BALLYNURE residents have pledged to continue their fight against plans for the new A8 Larne to Belfast dual carriageway.
Last week the Stormont administration said funding for the £100million project was now available and the proposed road scheme would progress pending the outcome of a public inquiry process.
If the results of the inquiry, held last June, give the green light for the scheme, then work on the nine-mile stretch of road, which it is estimated will cost in the region of between £110m and £120m, could begin as early as this April and take three years to complete.
Part of the new road will be built through Ballynure - dividing the village in two and forcing its residents into long diversions to get from one side of the place to the other.
Residents have pushed for Roads Minister Danny Kennedy to re-consider the scale of the project, which they see as “over-ambitous” and a “waste of money”.
Ballynure resident Nicholas Irwin said news of funding being made available for the project was met with “shock” and “disappointment” in the village.
He said: “It just defies logic, but that is something we are having to get used to very quickly.
“It will be three years this August since this all began and we are having to get used to these mad decisions.
He went on: “We are not against the road’s improvements.
“But to spend anywhere near £120m - or possibly even £150m - which it will likely cost in the end, on a road that has falling traffic numbers is madness.
“With sailings into Larne cut, the numbers of cars using the road are dropping every day - there is never bad traffic on the road, even at the busiest of times.
“There are much better and more deserving projects, and government departments that could do with this money - just look at the state of the health service for a start.
“Or the money could build an awful lot of social housing and put tradesmen into jobs.”
Nicholas continued: “We are in favour of improvements, work is needed there is no doubt.
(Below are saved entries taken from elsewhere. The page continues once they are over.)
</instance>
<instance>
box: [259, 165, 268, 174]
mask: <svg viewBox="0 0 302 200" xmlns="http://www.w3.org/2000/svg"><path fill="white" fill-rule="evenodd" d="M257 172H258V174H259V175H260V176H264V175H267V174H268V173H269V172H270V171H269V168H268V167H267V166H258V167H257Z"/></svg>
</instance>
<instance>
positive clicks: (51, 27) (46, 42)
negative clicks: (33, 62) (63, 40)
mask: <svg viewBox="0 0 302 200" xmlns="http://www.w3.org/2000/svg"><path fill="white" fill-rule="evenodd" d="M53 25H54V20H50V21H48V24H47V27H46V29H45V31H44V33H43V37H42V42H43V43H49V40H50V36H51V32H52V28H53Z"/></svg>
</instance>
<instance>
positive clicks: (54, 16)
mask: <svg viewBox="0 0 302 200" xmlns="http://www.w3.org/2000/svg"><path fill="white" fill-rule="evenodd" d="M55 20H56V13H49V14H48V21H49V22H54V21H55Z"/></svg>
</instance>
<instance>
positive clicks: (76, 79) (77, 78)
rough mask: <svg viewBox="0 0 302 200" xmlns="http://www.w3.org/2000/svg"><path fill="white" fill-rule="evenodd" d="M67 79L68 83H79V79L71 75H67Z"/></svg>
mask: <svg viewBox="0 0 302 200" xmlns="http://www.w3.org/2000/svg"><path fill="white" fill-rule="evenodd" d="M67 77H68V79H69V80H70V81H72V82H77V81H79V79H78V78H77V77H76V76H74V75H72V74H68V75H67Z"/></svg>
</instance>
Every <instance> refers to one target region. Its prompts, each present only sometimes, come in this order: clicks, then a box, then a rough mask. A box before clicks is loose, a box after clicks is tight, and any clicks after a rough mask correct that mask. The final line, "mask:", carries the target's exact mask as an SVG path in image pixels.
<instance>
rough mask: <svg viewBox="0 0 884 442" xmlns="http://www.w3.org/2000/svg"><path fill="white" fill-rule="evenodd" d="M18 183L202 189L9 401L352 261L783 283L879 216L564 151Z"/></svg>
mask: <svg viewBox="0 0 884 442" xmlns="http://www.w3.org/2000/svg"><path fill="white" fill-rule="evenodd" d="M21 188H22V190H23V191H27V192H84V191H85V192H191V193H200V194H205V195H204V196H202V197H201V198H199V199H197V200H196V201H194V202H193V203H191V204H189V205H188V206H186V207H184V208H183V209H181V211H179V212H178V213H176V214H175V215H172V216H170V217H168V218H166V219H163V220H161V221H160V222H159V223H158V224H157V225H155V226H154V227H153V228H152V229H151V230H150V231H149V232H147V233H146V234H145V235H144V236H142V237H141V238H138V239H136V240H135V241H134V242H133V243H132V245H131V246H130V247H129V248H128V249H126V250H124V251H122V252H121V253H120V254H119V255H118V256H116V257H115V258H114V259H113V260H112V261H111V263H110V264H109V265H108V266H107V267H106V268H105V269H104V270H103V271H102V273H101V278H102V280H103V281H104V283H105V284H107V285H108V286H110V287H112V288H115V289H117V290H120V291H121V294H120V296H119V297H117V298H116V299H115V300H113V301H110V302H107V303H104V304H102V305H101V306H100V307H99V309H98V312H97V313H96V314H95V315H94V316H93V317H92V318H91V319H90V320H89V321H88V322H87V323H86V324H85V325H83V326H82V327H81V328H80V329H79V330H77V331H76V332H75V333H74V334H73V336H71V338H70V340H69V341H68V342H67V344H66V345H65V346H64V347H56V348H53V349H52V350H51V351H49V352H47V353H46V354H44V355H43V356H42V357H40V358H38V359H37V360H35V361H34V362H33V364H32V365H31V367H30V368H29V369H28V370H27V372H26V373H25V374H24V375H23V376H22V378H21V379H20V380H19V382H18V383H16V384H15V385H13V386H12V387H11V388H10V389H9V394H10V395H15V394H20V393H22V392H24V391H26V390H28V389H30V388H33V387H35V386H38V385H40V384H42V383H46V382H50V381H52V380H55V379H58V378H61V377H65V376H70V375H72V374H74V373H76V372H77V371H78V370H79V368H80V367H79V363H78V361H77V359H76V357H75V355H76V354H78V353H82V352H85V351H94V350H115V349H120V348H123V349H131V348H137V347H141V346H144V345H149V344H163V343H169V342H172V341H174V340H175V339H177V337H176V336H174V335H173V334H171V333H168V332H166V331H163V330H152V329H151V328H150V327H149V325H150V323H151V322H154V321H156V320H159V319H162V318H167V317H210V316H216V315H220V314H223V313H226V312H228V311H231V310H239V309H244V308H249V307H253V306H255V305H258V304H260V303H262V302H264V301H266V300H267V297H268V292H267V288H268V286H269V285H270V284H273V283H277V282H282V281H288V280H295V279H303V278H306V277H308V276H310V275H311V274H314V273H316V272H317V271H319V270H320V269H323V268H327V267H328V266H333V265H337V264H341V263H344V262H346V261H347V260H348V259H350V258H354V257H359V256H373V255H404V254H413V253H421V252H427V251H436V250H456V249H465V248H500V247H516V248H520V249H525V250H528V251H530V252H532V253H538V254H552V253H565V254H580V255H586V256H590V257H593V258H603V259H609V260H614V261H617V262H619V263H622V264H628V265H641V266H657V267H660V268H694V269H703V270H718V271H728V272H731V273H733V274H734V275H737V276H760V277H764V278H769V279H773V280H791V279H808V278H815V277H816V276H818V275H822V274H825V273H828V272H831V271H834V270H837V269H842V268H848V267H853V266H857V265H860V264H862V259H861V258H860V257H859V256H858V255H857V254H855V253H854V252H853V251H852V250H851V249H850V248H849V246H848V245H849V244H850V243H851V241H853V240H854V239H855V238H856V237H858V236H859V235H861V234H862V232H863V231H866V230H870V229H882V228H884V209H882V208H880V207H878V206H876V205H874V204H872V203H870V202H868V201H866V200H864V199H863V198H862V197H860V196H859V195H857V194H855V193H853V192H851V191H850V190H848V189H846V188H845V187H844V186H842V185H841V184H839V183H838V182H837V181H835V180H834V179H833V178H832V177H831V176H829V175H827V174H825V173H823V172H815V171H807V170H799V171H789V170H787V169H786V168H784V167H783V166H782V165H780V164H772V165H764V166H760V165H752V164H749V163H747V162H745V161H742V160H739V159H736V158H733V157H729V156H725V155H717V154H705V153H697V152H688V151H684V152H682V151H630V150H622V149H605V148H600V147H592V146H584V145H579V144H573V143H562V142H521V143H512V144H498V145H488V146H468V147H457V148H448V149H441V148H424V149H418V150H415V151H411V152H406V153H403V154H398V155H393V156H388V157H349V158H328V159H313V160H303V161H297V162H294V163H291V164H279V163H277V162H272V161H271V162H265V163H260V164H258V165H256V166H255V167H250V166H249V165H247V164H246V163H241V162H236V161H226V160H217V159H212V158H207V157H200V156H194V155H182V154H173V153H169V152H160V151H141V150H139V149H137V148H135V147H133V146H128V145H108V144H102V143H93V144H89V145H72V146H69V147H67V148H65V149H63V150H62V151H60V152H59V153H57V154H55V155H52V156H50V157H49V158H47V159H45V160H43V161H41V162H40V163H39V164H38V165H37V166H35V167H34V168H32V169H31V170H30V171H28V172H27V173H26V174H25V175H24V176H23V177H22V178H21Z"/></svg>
But to spend this amount of money tearing apart Ballynure just to save a couple of minutes driving time is ludicrous.”
In the coming weeks residents will be meeting with Transport Minister Danny Kennedy to outline their concerns.
Mr Irwin added: “We are not finished yet, we will continue the fight, this is by no means over. We have no choice, this is people’s homes, land, businesses and livelihoods which are at stake.
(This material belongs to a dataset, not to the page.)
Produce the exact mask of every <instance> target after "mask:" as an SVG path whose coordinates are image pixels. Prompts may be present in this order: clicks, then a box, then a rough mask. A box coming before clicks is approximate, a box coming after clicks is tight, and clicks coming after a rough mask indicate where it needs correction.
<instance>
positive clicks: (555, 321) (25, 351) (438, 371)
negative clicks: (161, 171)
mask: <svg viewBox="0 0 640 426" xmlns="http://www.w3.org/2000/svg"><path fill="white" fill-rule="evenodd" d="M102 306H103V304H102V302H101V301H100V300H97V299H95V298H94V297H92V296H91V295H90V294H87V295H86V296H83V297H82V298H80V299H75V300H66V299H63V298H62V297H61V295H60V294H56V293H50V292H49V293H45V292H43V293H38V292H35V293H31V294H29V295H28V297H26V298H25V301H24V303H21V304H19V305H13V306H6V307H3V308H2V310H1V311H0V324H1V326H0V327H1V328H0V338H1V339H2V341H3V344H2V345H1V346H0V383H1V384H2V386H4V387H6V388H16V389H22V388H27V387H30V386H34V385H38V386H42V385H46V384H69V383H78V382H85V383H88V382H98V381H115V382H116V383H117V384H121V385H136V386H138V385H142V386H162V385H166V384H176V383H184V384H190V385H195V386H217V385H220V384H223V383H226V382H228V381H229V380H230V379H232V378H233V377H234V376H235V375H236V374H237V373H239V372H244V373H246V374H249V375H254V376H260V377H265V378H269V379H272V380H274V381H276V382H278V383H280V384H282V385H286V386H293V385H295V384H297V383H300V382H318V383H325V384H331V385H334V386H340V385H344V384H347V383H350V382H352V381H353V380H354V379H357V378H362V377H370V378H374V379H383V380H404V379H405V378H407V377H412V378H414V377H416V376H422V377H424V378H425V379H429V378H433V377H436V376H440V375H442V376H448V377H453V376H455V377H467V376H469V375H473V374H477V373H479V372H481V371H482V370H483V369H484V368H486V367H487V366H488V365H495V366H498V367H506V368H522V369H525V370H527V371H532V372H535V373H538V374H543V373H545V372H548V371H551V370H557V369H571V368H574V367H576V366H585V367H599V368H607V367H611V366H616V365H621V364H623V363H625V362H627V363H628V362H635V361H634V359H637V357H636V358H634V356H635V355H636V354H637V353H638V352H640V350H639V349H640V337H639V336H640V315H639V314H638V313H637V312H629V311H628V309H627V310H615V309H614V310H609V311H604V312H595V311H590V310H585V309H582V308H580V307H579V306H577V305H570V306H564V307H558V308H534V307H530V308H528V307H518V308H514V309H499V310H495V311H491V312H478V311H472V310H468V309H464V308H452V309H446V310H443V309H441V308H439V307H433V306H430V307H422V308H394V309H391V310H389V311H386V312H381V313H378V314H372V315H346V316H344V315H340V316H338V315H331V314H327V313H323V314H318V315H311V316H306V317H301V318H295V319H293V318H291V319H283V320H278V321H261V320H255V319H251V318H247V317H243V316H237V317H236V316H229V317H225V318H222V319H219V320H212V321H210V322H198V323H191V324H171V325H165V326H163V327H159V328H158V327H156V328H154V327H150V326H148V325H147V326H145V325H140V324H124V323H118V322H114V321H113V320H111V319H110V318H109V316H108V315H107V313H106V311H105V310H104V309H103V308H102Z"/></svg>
“And the impact on the whole environment on the entire Sixmile valley will be huge.
“It is not just about putting a line down a map, this is something people will have to live with for years and generations to come.
“The undeniable fact is that there is not the traffic to justify this massive amount of money.
“We would like an independent voice to come in on this matter and look at this objectively - we are just not convinced anyone could make this decision with all the facts available.”